ROMay 22, 2020

Abstractions for computing all robotic sensors that suffice to solve a planning problem

arXiv:2005.10994v112 citations
Originality Incremental advance
AI Analysis

This work addresses the challenge of sensor design for robotic planning, but it is incremental as it builds on prior abstractions and only handles small-scale problems.

The paper tackles the problem of jointly searching for robot plans and sensor designs to ensure task feasibility, presenting algorithms that can solve small-scale instances by summarizing sets of sensors and incorporating constraints to reduce enumeration.

Whether a robot can perform some specific task depends on several aspects, including the robot's sensors and the plans it possesses.

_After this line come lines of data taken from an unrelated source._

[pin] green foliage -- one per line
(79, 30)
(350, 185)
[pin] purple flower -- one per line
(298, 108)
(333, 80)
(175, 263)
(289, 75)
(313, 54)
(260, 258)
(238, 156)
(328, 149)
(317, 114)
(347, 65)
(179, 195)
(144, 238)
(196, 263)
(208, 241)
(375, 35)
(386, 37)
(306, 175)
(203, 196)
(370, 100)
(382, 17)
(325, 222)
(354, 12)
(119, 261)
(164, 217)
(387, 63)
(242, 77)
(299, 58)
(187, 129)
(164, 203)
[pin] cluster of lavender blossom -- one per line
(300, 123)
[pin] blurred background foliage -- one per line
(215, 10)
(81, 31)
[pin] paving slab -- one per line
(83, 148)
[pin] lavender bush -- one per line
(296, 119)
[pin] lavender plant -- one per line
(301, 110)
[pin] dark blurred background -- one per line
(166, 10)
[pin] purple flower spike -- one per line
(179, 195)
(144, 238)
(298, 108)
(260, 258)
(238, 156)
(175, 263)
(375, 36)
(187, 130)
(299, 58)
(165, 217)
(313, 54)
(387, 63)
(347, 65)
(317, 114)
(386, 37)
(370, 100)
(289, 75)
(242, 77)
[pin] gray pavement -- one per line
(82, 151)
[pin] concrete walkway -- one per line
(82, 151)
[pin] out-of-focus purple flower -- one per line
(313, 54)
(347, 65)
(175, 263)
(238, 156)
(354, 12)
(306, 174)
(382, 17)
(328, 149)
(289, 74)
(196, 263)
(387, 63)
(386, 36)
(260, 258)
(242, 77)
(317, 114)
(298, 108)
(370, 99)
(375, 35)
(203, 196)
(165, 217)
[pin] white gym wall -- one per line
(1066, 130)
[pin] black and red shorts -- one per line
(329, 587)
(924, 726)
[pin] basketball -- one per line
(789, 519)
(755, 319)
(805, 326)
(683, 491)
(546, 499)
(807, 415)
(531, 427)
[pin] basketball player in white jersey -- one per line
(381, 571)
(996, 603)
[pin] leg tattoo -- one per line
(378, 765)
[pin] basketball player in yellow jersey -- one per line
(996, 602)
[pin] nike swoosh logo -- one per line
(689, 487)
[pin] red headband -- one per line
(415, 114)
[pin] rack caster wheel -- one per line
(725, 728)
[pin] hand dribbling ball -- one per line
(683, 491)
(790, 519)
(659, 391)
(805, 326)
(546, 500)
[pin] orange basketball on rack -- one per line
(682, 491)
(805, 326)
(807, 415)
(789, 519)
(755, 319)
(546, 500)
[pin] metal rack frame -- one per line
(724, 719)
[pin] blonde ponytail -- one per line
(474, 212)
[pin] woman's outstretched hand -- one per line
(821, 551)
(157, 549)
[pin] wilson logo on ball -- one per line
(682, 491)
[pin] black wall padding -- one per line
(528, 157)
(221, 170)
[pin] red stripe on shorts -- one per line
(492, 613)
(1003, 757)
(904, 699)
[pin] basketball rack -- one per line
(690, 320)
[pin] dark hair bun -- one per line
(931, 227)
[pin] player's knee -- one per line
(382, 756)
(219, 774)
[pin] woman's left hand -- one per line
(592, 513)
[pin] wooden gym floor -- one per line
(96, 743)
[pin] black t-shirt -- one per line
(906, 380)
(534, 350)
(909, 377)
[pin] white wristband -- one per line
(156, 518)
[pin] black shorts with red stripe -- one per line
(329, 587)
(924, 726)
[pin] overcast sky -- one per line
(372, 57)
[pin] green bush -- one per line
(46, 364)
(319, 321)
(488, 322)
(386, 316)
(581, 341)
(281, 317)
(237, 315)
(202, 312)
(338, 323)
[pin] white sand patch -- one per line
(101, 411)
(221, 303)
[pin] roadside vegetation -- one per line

We are interested in search algorithms that treat plans and sensor designs jointly, yielding solutions---i.e., plan and sensor characterization pairs---if and only if they exist. Such algorithms can help roboticists explore the space of sensors to aid in making design trade-offs. Generalizing prior work where sensors are modeled abstractly as sensor maps on p-graphs, the present paper increases the potential sensors which can be sought significantly. But doing so enlarges a problem currently on the outer limits of being considered tractable. Toward taming this complexity, two contributions are made: (1) we show how to represent the search space for this more general problem and describe data structures that enable whole sets of sensors to be summarized via a single special representative; (2) we give a means by which other structure (either task domain knowledge, sensor technology or fabrication constraints) can be incorporated to reduce the sets to be enumerated. These lead to algorithms that we have implemented and which suffice to solve particular problem instances, albeit only of small scale. Nevertheless, the algorithm aids in helping understand what attributes sensors must possess and what information they must provide in order to ensure a robot can achieve its goals despite non-determinism.